Frosty-licious started in May of 2007. In the two years and seven months I've been writing this website I've shared hundreds of snippets from my life, dropped tidbits here and there, told stories and jokes, all the while hiding behind a mask I've worn my entire life: A Girl Who Is Pretty And That's All That Counts. The more I wrote the more I realized how I hide behind poop jokes, how I play dumb, that I'm the girl who proudly wears balls on her forehead. And frankly? I'm tired of it. I'm tired of being a cute-but-dumb joke. I'm tired of conforming to the image I think people want to see. Sure, I'll always laugh at my teabag photos, but I'm realizing there's a lot more to me than that. In 2010 I want to embrace my smart side. I want to grow up and become the role model I want for my daughters. I want to become the woman I know I can be.

This New Year is the year I will throw off the pretty little mask. This is the year I will explore and learn and wonder and fail and stand up again and be proud of what I manage to accomplish, whatever it is. This year I will let myself dream big, silly, wild dreams that could never come true because as much as I believe, unicorns don't exist. I will let myself dream sweet dreams and secret dreams and self-indulgent dreams and grown-up dreams.

This year I will stop saying mean things to the body I see in the mirror. I will feed myself and my husband healthy meals and I will exercise in ways that let me move and dance and feel good. I will love my body the way it is instead of wishing it would be different. This year I will cut out alcohol and caffeine, except for one cup of coffee in the morning and the occasional pint of beer with good friends. I will enjoy my life alone with my husband, so that when we finally have children we can say how much we looked forward to them while appreciating the time we spent before them. I will support my husband while he works and studies and I will do whatever I can to help him succeed.

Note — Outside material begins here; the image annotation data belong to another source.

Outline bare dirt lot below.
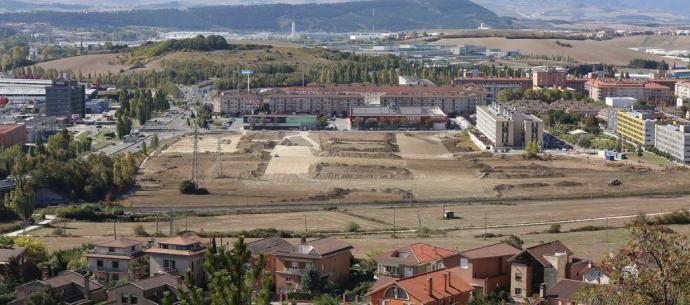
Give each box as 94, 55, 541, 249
130, 132, 690, 208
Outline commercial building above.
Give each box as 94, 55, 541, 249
616, 111, 656, 145
45, 80, 86, 118
585, 79, 673, 102
375, 243, 460, 278
453, 77, 533, 102
272, 238, 352, 294
654, 125, 690, 163
477, 104, 544, 150
605, 96, 637, 108
368, 267, 473, 305
532, 67, 568, 88
144, 236, 207, 285
86, 238, 148, 283
0, 124, 27, 150
460, 243, 520, 298
350, 106, 448, 130
242, 113, 318, 130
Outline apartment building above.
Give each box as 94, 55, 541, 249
453, 77, 533, 103
477, 104, 544, 150
272, 238, 352, 294
86, 238, 148, 283
616, 111, 656, 145
375, 243, 460, 278
508, 241, 577, 304
532, 67, 568, 88
213, 91, 262, 116
459, 243, 520, 298
585, 79, 673, 102
654, 125, 690, 163
106, 273, 180, 305
144, 236, 207, 285
367, 267, 473, 305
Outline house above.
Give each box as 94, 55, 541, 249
508, 241, 573, 303
144, 236, 207, 285
543, 279, 591, 305
8, 271, 106, 305
247, 237, 292, 283
86, 238, 148, 283
368, 267, 474, 305
106, 273, 180, 305
273, 238, 352, 293
0, 245, 26, 275
460, 243, 520, 298
375, 243, 460, 278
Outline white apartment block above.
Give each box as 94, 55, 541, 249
476, 104, 544, 149
654, 125, 690, 163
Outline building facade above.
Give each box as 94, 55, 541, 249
86, 239, 148, 283
654, 125, 690, 163
477, 104, 544, 149
616, 111, 656, 145
45, 80, 86, 118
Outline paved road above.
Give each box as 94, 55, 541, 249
3, 215, 55, 237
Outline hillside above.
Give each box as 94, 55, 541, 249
0, 0, 511, 32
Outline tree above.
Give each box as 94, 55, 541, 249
178, 237, 271, 305
501, 234, 525, 249
5, 176, 36, 222
25, 286, 67, 305
576, 222, 690, 305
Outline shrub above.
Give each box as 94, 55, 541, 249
345, 221, 362, 232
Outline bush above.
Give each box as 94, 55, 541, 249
345, 221, 362, 232
546, 223, 561, 234
132, 224, 150, 237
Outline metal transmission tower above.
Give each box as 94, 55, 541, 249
216, 135, 223, 178
192, 126, 199, 188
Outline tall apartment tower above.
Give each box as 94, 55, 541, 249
46, 80, 86, 118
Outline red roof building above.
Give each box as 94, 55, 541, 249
376, 243, 460, 278
368, 268, 474, 305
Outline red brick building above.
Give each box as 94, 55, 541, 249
368, 268, 473, 305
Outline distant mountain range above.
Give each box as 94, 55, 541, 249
0, 0, 512, 32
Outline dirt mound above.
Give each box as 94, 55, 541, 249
309, 162, 412, 179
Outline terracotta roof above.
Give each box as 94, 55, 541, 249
157, 235, 204, 246
247, 237, 292, 253
508, 240, 574, 267
460, 243, 520, 259
376, 243, 458, 264
0, 246, 26, 263
96, 238, 144, 248
546, 280, 591, 300
369, 268, 474, 304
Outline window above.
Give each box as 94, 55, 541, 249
460, 257, 470, 269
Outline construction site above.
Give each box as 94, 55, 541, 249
130, 132, 690, 208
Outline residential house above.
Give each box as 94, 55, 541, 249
375, 243, 460, 278
368, 267, 474, 305
508, 241, 573, 303
144, 236, 207, 285
460, 243, 520, 298
86, 238, 148, 283
8, 271, 106, 305
0, 245, 26, 275
106, 273, 180, 305
273, 238, 352, 293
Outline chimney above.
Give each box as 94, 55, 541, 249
133, 266, 141, 282
539, 283, 546, 299
426, 277, 434, 297
41, 265, 50, 280
84, 271, 91, 300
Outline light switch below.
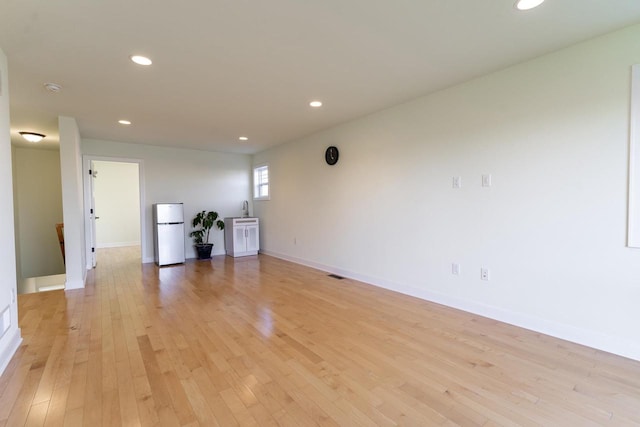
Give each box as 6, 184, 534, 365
453, 176, 462, 188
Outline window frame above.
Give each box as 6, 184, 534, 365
253, 163, 271, 200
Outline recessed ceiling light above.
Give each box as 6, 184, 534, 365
515, 0, 544, 10
18, 132, 46, 142
131, 55, 153, 65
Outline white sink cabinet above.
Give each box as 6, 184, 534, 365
224, 218, 260, 258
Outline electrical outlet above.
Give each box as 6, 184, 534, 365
453, 176, 462, 188
451, 262, 460, 276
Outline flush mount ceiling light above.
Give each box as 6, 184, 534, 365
130, 55, 153, 65
515, 0, 544, 10
44, 83, 62, 93
18, 132, 46, 142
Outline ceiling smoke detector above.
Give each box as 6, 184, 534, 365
44, 83, 62, 93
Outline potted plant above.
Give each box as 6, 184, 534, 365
189, 211, 224, 259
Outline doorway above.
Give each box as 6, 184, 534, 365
83, 156, 145, 269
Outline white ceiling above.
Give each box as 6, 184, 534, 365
0, 0, 640, 153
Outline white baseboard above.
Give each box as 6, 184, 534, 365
0, 328, 22, 374
261, 250, 640, 361
64, 280, 84, 291
96, 240, 140, 249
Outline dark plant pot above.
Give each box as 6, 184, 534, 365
195, 243, 213, 259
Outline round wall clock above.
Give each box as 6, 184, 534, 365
324, 145, 340, 166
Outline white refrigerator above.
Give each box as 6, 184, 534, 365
153, 203, 185, 266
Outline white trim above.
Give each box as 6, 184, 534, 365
96, 241, 140, 249
82, 154, 146, 268
627, 64, 640, 248
0, 328, 22, 374
261, 250, 640, 361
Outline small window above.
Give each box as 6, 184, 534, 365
253, 165, 269, 200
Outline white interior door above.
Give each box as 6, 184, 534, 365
89, 161, 97, 268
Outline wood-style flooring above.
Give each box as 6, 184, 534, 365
0, 248, 640, 427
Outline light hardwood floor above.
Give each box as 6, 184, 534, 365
0, 249, 640, 427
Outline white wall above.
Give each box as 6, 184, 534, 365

This year is the year I will go back to school. My application is in, I'm just waiting to see if I am accepted and when I can start. I'm not sure what I'm going to study, but I'm leaning very far towards math and sciences. It turns out I really enjoy math, of all things, and Mike, who's been tutoring me, says I have an innate ability for it. And I've always secretly loved science, I just never thought I was smart enough to study it. I will also take a Spanish class this year, one that requires that I sit in a seat and practice with other students, out loud and in person. This year I will work and save money and we will pay off our credit card debt and start saving so that having a family won't feel like a financial disaster. This year I will go home at least once to spend time with my brothers and sisters, niece and nephews, cousins, friends, my Nani, my parents. I will fly to Seattle and spend time with my family there so I can remember where I come from.

In celebration of the new year and all I hope to accomplish, I have started a new website. A new blog. A place for me to stretch my arms without the superficial, saccharine-sweet label 'Frosty-licious'. I hated that name the moment I chose it and I've carried it around for nearly three years. I've been eager to shed that persona for a long time, I just didn't know how. Frosty-licious is too much the girl I used to be and not at all the woman I hope to grow into. She's too weighed down by the garbage I wallowed in the first two years I wrote here. It's time to clean house. Get rid of the clutter. I want room to spread out and explore. A bigger closet so I can try on different hats. A longer road for all the different shoes I walk in. An empty room so I can dance.

I'm really excited about the new website. I've been working on it for several months and I've had the opportunity to collaborate and receive guidance and advice from some wonderful people. It is an entirely new adventure and it is definitely a work in progress. I'm not sure what will happen with Frosty-licious. I may not be completely done here and the new site may turn out to be different enough that I could write regularly in both. We'll see what happens. In the mean time, I am very proud and very excited to introduce you to my new blog: A Serious Girl.

Thank you for being a part of my journey, for rallying with me, for reading my words. May 2010 hold blessings for you all. I hope to see you on my other side.